Methods: The investigated endpoint was incident myocardial infarction (MI) defined as coronary heart disease death and definite and suspect non-fatal MI. For imputed single nucleotide polymorphisms (SNPs), regression analysis was performed on expected allelic dosage and meta-analysed with a fixed-effects model, inverse variance weighted meta-analysis. All SNPs with p-values <5.0 × 10−4 in stage 1 GWAS meta-analysis were selected for further investigation in stage-2. As a secondary analysis, we extracted SNPs from the Stage-1 GWAS meta-analysis results based on predefined hypotheses to possibly modifying the effect of statin therapy on MI.

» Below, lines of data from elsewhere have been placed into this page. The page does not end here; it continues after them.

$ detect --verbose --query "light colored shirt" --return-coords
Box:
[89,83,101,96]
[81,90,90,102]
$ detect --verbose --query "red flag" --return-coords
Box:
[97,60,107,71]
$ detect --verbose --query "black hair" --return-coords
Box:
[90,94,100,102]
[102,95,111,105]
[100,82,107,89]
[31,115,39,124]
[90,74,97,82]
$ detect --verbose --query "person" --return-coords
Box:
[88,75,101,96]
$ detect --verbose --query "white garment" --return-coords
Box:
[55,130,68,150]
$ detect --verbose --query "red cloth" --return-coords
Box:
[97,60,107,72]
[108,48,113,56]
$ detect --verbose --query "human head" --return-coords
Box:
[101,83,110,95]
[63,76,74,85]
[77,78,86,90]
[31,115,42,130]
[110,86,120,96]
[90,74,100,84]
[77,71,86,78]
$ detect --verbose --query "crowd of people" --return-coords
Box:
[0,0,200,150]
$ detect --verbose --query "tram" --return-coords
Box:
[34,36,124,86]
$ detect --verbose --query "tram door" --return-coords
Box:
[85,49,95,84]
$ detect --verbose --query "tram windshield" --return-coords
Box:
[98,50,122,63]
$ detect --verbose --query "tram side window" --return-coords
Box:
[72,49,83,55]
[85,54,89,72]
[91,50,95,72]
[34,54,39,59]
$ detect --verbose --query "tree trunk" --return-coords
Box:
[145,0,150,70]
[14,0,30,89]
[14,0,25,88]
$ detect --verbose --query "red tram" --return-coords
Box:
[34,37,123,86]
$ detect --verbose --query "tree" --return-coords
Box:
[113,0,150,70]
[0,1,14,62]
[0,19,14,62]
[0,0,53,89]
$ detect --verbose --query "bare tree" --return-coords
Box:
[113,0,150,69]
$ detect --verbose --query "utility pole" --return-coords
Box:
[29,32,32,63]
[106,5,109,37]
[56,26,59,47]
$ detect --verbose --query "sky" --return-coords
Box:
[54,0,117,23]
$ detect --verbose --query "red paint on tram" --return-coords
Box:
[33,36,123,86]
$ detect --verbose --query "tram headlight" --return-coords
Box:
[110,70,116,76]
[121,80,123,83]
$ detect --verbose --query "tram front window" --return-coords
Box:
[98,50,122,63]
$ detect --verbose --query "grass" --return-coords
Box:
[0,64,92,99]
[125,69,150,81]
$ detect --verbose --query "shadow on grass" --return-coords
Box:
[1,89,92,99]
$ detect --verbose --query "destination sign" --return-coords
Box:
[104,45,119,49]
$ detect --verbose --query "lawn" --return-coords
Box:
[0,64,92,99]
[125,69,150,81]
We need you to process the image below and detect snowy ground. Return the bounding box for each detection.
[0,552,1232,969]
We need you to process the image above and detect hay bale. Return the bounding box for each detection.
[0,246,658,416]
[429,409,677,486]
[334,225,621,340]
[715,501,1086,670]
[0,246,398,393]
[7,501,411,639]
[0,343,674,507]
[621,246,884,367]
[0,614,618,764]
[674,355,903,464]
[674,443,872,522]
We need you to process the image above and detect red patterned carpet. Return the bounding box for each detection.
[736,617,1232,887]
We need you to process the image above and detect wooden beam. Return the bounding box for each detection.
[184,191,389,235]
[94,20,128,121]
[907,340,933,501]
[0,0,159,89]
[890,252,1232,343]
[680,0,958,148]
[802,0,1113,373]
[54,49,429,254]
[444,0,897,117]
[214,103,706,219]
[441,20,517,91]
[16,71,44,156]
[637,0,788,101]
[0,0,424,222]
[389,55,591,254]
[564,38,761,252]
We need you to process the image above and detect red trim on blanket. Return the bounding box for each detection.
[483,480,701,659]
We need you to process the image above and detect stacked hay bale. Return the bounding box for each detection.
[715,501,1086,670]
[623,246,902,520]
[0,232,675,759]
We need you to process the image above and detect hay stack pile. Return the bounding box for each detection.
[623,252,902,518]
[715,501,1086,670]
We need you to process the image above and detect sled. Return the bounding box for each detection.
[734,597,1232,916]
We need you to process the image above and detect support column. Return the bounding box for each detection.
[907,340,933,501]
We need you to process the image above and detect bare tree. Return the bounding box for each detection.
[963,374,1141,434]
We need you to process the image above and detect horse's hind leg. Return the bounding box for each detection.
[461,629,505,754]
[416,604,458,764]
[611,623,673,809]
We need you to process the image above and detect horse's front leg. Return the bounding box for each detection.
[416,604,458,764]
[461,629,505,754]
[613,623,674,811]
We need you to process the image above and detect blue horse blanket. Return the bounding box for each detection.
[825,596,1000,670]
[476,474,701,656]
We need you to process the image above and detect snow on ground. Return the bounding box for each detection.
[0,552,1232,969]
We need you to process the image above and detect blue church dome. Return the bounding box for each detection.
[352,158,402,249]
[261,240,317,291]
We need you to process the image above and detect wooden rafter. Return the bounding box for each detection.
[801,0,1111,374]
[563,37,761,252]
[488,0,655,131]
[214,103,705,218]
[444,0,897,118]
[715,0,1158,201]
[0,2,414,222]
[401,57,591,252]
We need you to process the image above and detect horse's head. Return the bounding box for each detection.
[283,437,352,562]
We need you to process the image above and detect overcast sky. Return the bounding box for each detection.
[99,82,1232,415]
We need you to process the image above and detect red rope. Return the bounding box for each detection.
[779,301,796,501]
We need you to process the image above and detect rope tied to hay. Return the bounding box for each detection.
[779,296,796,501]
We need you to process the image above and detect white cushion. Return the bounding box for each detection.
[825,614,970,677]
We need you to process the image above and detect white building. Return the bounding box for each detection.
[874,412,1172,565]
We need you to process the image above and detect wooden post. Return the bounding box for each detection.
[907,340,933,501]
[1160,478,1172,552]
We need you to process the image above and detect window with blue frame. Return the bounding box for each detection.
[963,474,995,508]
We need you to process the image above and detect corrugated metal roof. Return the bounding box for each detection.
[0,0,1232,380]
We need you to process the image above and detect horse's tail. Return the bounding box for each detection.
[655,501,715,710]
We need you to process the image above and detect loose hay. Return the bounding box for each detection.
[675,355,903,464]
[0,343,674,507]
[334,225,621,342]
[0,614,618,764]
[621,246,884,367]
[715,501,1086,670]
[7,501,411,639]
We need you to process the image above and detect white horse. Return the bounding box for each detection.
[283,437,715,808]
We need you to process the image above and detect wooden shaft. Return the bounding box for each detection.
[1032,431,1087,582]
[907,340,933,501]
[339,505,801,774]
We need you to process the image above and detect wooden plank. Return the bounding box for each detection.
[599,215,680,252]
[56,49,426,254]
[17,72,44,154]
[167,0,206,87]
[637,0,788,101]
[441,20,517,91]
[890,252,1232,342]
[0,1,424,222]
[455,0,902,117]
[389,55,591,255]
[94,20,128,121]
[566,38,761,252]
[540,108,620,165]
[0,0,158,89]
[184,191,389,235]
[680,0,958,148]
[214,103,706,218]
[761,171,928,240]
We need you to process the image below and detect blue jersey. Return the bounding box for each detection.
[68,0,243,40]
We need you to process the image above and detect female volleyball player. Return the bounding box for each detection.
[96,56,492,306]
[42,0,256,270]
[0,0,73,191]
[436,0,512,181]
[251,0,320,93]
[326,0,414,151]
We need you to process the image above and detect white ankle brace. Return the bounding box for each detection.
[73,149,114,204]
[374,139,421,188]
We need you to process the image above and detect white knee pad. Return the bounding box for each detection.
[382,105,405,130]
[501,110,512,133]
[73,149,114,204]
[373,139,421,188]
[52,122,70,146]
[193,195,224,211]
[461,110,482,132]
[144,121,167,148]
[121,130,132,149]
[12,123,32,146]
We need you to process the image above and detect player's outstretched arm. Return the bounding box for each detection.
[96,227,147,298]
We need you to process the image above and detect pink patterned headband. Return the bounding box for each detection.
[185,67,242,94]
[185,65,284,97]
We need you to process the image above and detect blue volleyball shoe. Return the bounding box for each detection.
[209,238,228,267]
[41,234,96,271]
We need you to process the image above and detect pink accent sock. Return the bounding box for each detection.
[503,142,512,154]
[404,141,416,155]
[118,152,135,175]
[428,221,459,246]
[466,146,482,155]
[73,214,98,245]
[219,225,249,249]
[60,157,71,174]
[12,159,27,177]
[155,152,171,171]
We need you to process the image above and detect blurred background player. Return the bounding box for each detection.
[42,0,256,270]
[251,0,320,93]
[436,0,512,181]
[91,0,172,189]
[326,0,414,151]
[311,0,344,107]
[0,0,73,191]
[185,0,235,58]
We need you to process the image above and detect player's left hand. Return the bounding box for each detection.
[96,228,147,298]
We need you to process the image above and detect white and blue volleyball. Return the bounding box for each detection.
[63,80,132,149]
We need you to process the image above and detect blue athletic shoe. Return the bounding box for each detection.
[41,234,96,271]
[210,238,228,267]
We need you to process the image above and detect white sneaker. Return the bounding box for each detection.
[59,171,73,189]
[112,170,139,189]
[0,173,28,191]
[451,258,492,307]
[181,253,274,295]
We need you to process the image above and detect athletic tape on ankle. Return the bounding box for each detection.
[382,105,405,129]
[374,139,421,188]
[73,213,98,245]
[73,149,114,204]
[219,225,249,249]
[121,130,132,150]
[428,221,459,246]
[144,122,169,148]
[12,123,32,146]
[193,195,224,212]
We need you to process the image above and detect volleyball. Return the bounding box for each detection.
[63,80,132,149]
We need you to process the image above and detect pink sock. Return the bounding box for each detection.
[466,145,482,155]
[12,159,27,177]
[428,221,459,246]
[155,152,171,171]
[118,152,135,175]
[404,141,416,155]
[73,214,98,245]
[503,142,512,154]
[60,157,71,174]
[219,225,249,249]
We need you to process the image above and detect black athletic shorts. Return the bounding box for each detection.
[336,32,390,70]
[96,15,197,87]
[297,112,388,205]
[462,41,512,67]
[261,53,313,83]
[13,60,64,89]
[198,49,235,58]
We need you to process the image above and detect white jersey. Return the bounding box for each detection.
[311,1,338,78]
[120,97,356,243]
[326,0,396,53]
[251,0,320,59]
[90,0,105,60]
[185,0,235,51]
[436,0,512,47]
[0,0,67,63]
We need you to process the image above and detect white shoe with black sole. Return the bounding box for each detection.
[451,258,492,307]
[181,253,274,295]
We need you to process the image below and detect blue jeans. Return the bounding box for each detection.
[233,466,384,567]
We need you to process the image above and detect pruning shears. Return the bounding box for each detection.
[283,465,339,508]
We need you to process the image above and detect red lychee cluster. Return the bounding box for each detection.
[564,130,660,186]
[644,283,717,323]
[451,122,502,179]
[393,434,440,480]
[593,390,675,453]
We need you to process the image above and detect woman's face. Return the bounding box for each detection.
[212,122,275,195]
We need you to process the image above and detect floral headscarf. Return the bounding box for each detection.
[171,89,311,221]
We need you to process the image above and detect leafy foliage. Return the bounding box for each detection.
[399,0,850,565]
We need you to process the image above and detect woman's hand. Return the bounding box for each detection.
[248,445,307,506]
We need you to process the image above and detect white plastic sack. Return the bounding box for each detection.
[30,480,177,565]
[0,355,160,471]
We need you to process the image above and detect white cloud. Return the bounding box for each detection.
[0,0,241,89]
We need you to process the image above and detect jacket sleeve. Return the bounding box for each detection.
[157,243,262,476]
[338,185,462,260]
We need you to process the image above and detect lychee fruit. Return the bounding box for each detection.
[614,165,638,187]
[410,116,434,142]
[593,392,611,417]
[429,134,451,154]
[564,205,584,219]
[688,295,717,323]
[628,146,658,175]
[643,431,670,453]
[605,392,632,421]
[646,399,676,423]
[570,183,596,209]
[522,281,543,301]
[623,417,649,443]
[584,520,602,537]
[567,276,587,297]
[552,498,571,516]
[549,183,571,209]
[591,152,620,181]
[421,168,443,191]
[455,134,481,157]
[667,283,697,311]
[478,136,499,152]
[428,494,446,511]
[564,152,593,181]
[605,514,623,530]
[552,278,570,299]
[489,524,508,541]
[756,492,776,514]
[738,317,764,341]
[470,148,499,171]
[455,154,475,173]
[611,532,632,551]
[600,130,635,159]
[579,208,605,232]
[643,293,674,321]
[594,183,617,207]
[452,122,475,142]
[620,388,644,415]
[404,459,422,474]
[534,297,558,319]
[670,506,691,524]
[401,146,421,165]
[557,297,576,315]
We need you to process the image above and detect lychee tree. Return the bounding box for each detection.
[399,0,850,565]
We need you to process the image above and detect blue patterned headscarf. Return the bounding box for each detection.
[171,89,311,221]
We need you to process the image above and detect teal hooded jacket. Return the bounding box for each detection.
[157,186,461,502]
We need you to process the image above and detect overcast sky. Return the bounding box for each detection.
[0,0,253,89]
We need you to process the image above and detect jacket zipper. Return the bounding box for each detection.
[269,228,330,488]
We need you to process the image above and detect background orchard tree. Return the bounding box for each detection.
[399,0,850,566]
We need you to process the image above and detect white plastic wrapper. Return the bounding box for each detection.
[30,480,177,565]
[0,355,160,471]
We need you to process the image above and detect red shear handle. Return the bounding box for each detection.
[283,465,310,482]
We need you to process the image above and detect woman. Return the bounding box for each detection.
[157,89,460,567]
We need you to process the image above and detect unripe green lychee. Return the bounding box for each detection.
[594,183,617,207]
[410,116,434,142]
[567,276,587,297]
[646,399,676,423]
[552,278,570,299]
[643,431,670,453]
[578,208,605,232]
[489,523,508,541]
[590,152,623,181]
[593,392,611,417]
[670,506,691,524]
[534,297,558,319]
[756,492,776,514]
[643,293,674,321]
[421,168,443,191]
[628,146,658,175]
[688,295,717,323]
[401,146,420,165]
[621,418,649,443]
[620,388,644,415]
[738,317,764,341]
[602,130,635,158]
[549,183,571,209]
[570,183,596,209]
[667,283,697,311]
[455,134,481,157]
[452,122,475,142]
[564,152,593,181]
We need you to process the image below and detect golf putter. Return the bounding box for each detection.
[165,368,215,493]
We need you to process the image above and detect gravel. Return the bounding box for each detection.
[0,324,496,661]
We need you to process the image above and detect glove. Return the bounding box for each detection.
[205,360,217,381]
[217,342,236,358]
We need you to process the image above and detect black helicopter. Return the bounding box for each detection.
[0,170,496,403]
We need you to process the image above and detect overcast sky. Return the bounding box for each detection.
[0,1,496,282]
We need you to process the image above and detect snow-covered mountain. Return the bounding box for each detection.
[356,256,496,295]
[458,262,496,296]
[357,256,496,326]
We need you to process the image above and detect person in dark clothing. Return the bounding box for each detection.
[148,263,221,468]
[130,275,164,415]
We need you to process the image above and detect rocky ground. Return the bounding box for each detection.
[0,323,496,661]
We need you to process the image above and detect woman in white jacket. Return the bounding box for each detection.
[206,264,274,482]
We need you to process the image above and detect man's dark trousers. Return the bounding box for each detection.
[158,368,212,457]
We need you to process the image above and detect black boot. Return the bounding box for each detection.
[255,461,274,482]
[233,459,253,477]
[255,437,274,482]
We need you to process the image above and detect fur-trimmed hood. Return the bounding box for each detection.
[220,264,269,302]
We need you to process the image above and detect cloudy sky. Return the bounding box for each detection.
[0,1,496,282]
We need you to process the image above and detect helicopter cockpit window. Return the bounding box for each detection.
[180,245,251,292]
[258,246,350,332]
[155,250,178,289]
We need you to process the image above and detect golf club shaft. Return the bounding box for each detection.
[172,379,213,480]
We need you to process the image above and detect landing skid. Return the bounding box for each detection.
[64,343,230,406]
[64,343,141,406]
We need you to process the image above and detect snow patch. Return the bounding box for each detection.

Results: In stage-1 meta-analysis (eight studies, n = 10,769, 4,212 cases), we observed no genome-wide significant results (p < 5.0 × 10−8). A total of 144 genetic variants were followed-up in the second stage (three studies, n = 1,525, 180 cases). In the combined meta-analysis, no genome-wide significant hits were identified. Moreover, none of the look-ups of SNPs known to be associated with either CHD or with statin response to cholesterol levels reached Bonferroni level of significance within our stage-1 meta-analysis.
Conclusion: This GWAS analysis did not provide evidence that genetic variation affects statin response on cardiovascular risk reduction. It does not appear likely that genetic testing for predicting effects of statins on clinical events will become a useful tool in clinical practice.